Klare Kriterien an die Regionalküche definieren
Die regionale Küche verdient laut Marco Müller mehr Aufmerksamkeit, schließlich habe sie einiges zu bieten: Regionaltypische Gerichte auf der Speisekarte sorgen für mehr Individualität und weniger Vergleichbarkeit der landesweiten Gastronomie. Außerdem tragen sie dazu bei, eine neue deutsche Esskultur zu erschaffen. „Im ersten Schritt bedeutet Regionalität auf der Karte zusätzliche Arbeit“, gibt Marco zu. „Aber es lohnt sich, bewusst Lebensmittel zu verarbeiten, die aus der Region kommen und vielleicht nicht jedem bekannt sind.“
Gastronomen, die ihre Küche regional ausrichten und dies entsprechend ausloben möchten, sollten nachvollziehbare Kriterien dafür definieren. Welchen Anteil sollen Lebensmittel aus der näheren Umgebung ausmachen und aus welchem Umkreis sollten sie maximal kommen? Welche Standards müssen am Hof erfüllt werden, damit sie für die eigene Küche in Frage kommen? Die Antworten auf diese Fragen, helfen bei der Auswahl passender Partnerbetriebe und bieten auch den Gästen die Chance, die Auslobung einer Regionalküche ernsthaft nachzuvollziehen. Das wiederum stärkt die Glaubwürdigkeit des Restaurants.
Vertrauensvolle Zusammenarbeit
Marcos Netzwerk an landwirtschaftlichen Partner ist mittlerweile gut aufgestellt. Die enge Zusammenarbeit mit den Erzeugern bietet ihm und seinen Mitarbeitern die Möglichkeit, darauf einzuwirken, wie und was angebaut, beziehungsweise gezüchtet, wird. Außerdem hat es großen Einfluss auf die Wertschätzung der Waren, wenn der Koch – und in letzter Konsequenz auch der Gast – weiß, woher die Waren kommen.
Seit einigen Jahren arbeitet Marco eng mit Matthias und Susanne Engles zusammen. Das Paar erfüllt mit seinem Fischzuchtbetrieb in Rottstock die Kriterien des Kochs: Die Besatzdichte je Gewässer ist mindestens 40 Prozent geringer als üblich, die Wasserqualität ist sehr hoch, die Futtermittel stammen aus Europa und die Fische haben überdurchschnittlich viel Zeit zum Wachsen. „Es reicht nicht, sich nur das Endprodukt anzusehen.

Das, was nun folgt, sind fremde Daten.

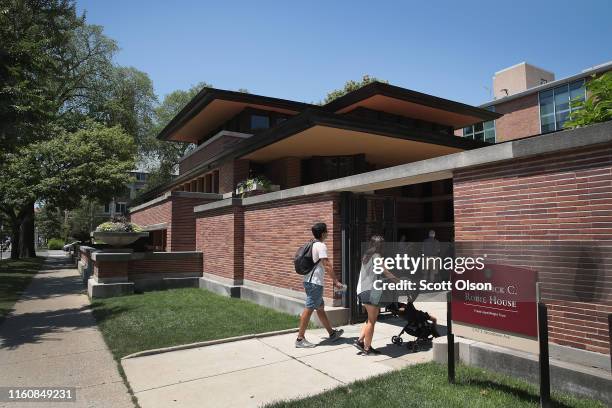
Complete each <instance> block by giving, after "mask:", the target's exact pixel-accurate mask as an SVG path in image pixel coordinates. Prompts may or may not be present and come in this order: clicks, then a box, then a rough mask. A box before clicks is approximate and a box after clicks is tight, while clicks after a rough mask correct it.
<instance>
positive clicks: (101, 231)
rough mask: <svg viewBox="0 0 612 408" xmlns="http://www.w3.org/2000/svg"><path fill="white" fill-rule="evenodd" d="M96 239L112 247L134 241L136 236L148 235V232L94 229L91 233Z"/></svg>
mask: <svg viewBox="0 0 612 408" xmlns="http://www.w3.org/2000/svg"><path fill="white" fill-rule="evenodd" d="M91 236H92V237H94V239H95V240H96V241H102V242H104V243H106V244H108V245H110V246H112V247H115V248H121V247H125V246H127V245H130V244H131V243H133V242H136V240H138V238H141V237H148V236H149V233H148V232H110V231H94V232H92V233H91Z"/></svg>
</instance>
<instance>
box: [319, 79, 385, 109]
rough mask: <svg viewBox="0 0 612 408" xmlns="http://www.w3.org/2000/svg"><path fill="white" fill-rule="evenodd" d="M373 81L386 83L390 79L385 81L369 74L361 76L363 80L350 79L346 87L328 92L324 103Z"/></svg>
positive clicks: (325, 98) (361, 86)
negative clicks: (375, 77) (354, 79)
mask: <svg viewBox="0 0 612 408" xmlns="http://www.w3.org/2000/svg"><path fill="white" fill-rule="evenodd" d="M372 82H384V83H388V81H385V80H383V79H378V78H375V77H371V76H369V75H367V74H366V75H364V76H363V77H362V78H361V81H353V80H349V81H346V83H345V84H344V87H343V88H341V89H335V90H333V91H331V92H328V93H327V96H325V99H324V100H323V103H322V105H324V104H327V103H330V102H331V101H333V100H335V99H338V98H340V97H341V96H344V95H346V94H347V93H349V92H353V91H356V90H357V89H359V88H361V87H363V86H365V85H367V84H371V83H372Z"/></svg>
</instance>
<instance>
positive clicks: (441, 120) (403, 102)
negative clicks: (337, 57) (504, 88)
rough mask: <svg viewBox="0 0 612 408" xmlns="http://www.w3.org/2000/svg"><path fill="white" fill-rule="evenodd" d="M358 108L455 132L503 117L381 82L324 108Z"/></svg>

Auch das Drumherum muss stimmen“, sagt Marco.
Weil bei den Engels aus Marcos Perspektive alles richtig gemacht wird, garantierte er ihnen sogar die Abnahme des Bestandes eines ganzen Teiches. Die Entscheidung festigt die Zusammenarbeit, gibt den Engels Sicherheit bei der Finanzierung und zeigt deutlich, welches Vertrauen der Koch in die Produkte setzt. Marco bezieht von den Engels unter anderem 80-Gramm-Forellen. „Normalerweise sind die Tiere, die wir anbieten, erst mit 300 bis 400 Gramm schlachtreif, aber Marco schätzt das zarte Filet der kleineren Fische“, weiß Susanne Engels. „Wichtig für eine Verabredung wie mit Marco ist, dass es für beide Seiten preislich fair bleibt. In der späteren Wachstumsphase wächst der Fisch schneller, er braucht weniger Futter und Energie. Deshalb muss die 80-Gramm-Forelle verhältnismäßig mehr kosten“, führt sie aus. Sie kennt Marco schon lange und weiß, dass er sich im Vorfeld viel Zeit nimmt, um den gesamten Prozess zu hinterfragen. „Marco kommuniziert seine Haltung und seine Ansprüche konsequent. Auf diese Weise begegnen wir uns stets auf Augenhöhe. Respekt und Vertrauen sind die Basis unserer Zusammenarbeit.“
Gegen den Strom ans Ziel geschwommen
Im Rutz wurde von Anfang an regionale Küche kredenzt. Achtzehn Jahre ist das mit dem Anfang nun her. „Damals verstanden die Leute unsere Idee einer Regionalküche, die die deutsche Esskultur weiterdenkt und dabei auch deutsche Winzer im Fokus hat, nicht. Es galt als chic, französisch oder italienisch essen zu gehen und die einschlägigen Bewertungsgremien würdigten die francophile Küche entsprechend mit Auszeichnungen“, beschreibt Marco die Situation im kulinarische Gefilde Berlins in den frühen 2000ern. „Wir hätten wohl schon früher den ersten Stern an der Tür feiern können, wenn wir zu der Zeit mit dem Strom geschwommen wären. Aber wir glaubten einfach an unser Konzept – und haben es durchgezogen.“ Gut, dass Marco Müller seinen Prinzipien treu geblieben ist, denn er trägt wesentlich dazu bei, das Wissen um gute Lebensmittel zu erhalten. So wird die kulinarische Welt durch Köche wie ihn um einiges interessanter.